Las sábanas estaban heladas, tenía la sensación de haberse acostado sobre la nieve. Empezó a temblar produciendo un imparable castañeteo de dientes. No se sabe si fue por la percusión o la compasión, reapareció el milico con tres ponchos más y los fue acomodando uno a uno bien prolijitos arriba del bulto tembloroso. Abrigaban, pero sobre todo pesaban un montón. Le parecía tener una aplanadora encima. No podía moverse pero tampoco lo intentó. Y se puse a nonear.

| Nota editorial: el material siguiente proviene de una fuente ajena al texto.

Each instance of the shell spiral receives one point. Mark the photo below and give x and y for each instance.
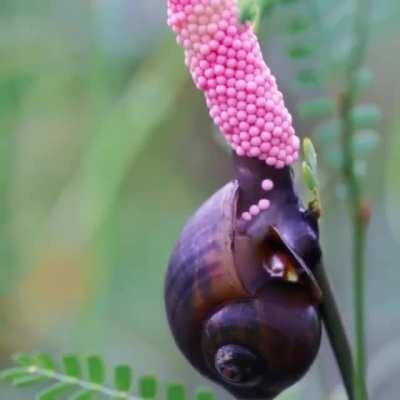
(254, 344)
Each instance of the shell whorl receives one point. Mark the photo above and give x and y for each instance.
(201, 274)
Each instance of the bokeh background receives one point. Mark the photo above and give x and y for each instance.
(106, 148)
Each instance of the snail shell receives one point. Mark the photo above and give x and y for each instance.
(235, 323)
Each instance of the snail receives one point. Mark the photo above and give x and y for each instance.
(241, 298)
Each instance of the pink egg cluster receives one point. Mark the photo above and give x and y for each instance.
(226, 63)
(262, 205)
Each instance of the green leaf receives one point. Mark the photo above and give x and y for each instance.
(365, 142)
(364, 79)
(23, 359)
(13, 373)
(298, 25)
(365, 116)
(300, 51)
(204, 394)
(310, 154)
(310, 178)
(322, 107)
(82, 395)
(96, 369)
(308, 77)
(328, 131)
(44, 361)
(72, 366)
(29, 380)
(123, 378)
(176, 391)
(248, 11)
(53, 392)
(148, 387)
(334, 158)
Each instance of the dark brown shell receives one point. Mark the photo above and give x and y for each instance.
(212, 301)
(201, 274)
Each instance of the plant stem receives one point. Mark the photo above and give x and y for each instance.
(336, 331)
(356, 204)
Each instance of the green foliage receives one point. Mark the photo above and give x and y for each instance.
(70, 381)
(310, 173)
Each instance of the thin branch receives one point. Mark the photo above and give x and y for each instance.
(356, 204)
(336, 331)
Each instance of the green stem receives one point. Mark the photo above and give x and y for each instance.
(336, 331)
(359, 221)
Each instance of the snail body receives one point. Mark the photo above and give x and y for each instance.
(241, 300)
(241, 297)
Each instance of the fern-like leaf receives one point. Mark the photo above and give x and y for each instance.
(72, 383)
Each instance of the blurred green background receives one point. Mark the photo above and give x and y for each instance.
(106, 148)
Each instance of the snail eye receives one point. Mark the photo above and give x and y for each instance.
(237, 365)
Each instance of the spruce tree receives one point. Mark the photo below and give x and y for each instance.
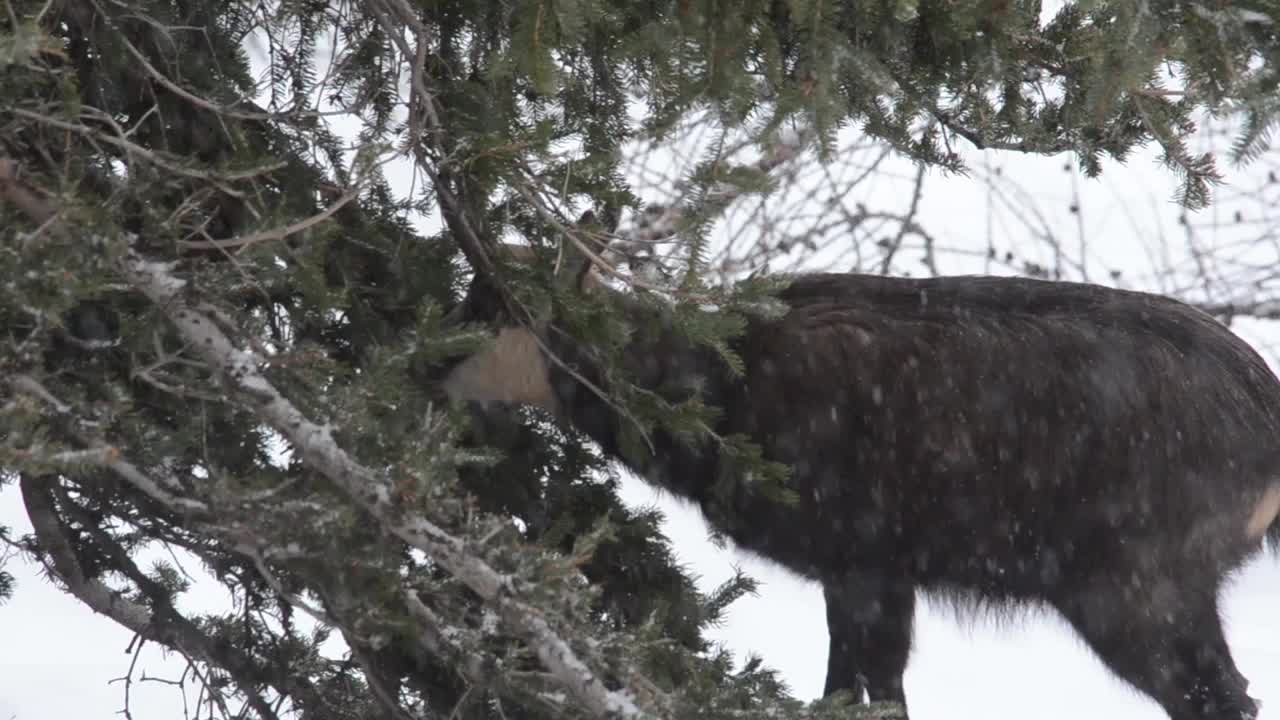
(224, 327)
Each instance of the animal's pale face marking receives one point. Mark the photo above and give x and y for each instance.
(1264, 513)
(511, 370)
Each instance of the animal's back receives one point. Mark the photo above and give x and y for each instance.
(1004, 433)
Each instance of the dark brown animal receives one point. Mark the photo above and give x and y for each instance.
(996, 441)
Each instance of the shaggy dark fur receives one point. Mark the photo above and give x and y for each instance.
(988, 440)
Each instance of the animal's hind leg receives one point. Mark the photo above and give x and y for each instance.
(869, 620)
(1173, 650)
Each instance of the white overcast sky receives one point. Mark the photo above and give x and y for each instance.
(59, 657)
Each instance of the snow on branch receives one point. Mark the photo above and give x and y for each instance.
(318, 449)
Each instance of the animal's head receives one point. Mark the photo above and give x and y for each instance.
(513, 368)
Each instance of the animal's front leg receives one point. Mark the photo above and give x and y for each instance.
(869, 619)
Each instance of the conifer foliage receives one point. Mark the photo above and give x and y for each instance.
(223, 324)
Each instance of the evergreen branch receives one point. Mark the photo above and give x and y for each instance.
(316, 446)
(243, 242)
(165, 627)
(135, 150)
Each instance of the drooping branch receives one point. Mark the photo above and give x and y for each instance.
(371, 491)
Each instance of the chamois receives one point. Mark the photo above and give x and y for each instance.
(997, 441)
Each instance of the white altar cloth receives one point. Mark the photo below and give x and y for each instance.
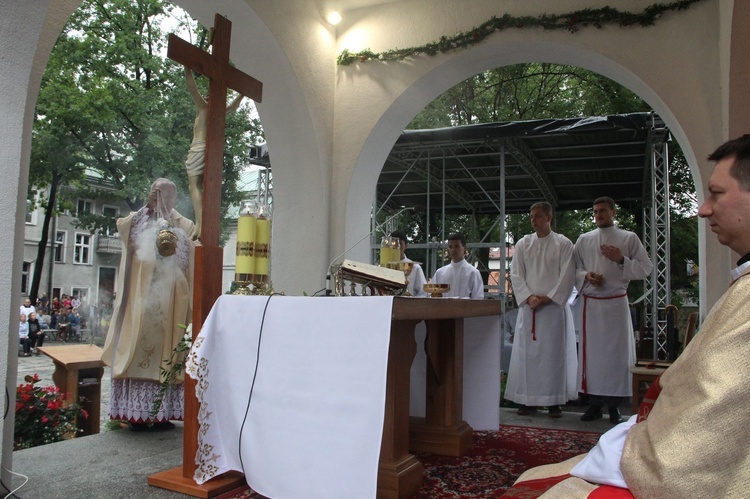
(313, 426)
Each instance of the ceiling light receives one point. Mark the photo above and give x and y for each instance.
(333, 18)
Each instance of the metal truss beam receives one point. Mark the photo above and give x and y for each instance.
(529, 162)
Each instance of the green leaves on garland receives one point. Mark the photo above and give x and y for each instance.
(572, 21)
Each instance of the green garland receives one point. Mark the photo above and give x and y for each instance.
(572, 21)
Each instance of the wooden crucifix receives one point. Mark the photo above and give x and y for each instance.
(208, 255)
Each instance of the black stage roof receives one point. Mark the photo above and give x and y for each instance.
(568, 162)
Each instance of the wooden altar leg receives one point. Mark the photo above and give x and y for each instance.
(443, 430)
(207, 286)
(399, 473)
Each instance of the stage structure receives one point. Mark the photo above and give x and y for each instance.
(498, 168)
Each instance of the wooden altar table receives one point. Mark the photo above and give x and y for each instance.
(331, 375)
(442, 430)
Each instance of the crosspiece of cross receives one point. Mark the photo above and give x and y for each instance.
(215, 66)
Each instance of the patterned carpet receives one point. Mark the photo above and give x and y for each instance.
(491, 466)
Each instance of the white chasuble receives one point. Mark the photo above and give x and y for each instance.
(607, 349)
(153, 299)
(543, 362)
(464, 279)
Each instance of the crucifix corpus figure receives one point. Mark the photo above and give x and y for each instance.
(211, 118)
(195, 162)
(208, 254)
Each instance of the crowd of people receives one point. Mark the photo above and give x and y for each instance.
(62, 317)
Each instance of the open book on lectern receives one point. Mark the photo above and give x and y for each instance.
(373, 274)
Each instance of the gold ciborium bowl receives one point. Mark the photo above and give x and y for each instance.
(166, 241)
(436, 290)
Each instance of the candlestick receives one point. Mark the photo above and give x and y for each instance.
(245, 262)
(262, 247)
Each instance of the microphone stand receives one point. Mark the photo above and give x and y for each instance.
(347, 250)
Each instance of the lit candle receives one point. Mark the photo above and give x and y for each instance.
(245, 263)
(385, 252)
(262, 245)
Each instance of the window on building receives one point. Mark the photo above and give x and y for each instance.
(82, 249)
(31, 214)
(111, 212)
(25, 277)
(60, 239)
(85, 206)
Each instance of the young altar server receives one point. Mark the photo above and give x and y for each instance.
(690, 436)
(543, 362)
(607, 259)
(416, 278)
(464, 279)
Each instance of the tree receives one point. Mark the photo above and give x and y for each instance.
(113, 108)
(543, 91)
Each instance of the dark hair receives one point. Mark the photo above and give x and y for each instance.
(542, 205)
(739, 149)
(401, 235)
(605, 199)
(458, 236)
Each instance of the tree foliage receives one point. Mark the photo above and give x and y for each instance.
(544, 91)
(114, 114)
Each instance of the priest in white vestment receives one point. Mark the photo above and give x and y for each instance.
(607, 259)
(464, 279)
(543, 363)
(416, 278)
(153, 299)
(690, 437)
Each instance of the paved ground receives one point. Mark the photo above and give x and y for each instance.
(44, 367)
(116, 464)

Lo despertó el carrito metálico con el desayuno para los dos internados. Le avisaron que tenía el suyo preparado en la cocina, debía levantarse. Costó salir debajo de la pila de ponchos, ¡que lo parió la rosca que hacía! Evidentemente el aislamiento térmico y la calefacción de la sala resultaban insuficientes.

En el ñoba había una pileta alargada con varias canillas, las probó todas pero de ninguna salía agua. Preguntó a un enfermo, se habían congelado las tuberías, que probara con la canilla bajita a la izquierda de la puerta. Salía un hilito de agua suficiente para sacarse las lagañas. ¡Qué frío la concha de la lora!

Salió a explorar la ciudad y fue derecho al puente internacional donde estaba la frontera. El gendarme le explicó que no podía salir de Argentina porque era menor, pero le dio un papel con un sello que le permitía visitar la ciudad boliviana de Villazón y volver. Con tanto tráfico humano entre las dos ciudades sería imposible controlar pasaportes. El puente internacional parecía un caminito de hormigas que andaban sin parar en ambos sentidos.

¡Había llegado a Bolivia! Fue un paseo requete interesante, bien debute. Alucinaba con los trajes de las coyas, con la venta de todo tipo de cosas en las veredas, camionetas hechas bola, especias, telas, bolsas de hojas de coca, cucharas de alpaca. Compró unas cajitas de fósforos típicas, (una de ellas para cambiarla por la sonrisa de una compañera morenita) y un trozo de tela de bandas coloridas para su vieja. Había hecho cumbre.

Fragmento de "Buscando a Elena", de Andrés Montesanto, médico, escultor y escritor argentino residente en Málaga.